During the process of becoming foster carers, we were asked to create a support system web which laid out who we have in our lives to support us, our children and any placement children who should cross our paths.

 

It was quite a cathartic experience because we really needed to think about who would we not only trust implicitly, but who would be even willing to step up and take on the responsibility of being named as our ‘go-to’ people. Luckily, we have a fairly strong support network but writing names down, we found out, is a lot different than people actually stepping up. 

 

Our placement children come from a home which was incredibly insular. It was just them and their parents. They had no outsider influences such as family members or friends who came and visited. When they arrived with us we were drowning in covid regulations and we therefore, obviously, had no visitors or in fact any interaction with anyone else. It was a very isolating time for our family as usually we are highly social and our house is usually the gathering place for our groups of friends. 

 

When, finally, restrictions began to ease and the children went back to school and we started to see people, those who truly embraced our newly formed family began to show their faces. One couple in particular have astounded me in how adaptive and receptive they have been to our recent additions. They managed to make them feel welcome and loved without overpowering them and they fully understood the need to be patient when engaging in conversations or pleasantries.

 

It’s a very difficult situation to navigate as the non-foster parent adults in these children’s lives. This couple, who have no child based training other than being fantastic parents themselves, made our newbies adore them. And it’s the small things that make the difference.
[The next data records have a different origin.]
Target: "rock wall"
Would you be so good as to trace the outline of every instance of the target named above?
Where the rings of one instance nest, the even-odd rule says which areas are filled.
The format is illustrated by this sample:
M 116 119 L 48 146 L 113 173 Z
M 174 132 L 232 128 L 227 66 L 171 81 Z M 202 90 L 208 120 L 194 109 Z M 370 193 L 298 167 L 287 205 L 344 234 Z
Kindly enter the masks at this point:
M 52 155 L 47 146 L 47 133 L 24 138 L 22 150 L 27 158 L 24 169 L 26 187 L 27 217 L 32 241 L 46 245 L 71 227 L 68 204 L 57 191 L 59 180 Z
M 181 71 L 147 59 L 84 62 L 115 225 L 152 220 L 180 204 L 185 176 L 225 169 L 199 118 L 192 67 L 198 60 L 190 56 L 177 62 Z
The cheeky fist bump, knowing that the tiny one isn’t a fan of physical contact, making sure they seek them out when they arrive to say hello and the little confidence boosting comments about liking a new back pack or jumper. Some people are blessed with good natures and generous hearts and I know that these last 18 months would have been a whole lot harder without them.

 

So, thank you. Thank you from me, from my husband, children, the placement children…thank you. What you do so naturally makes the world of difference and I can’t imagine taking this road without you both by my side.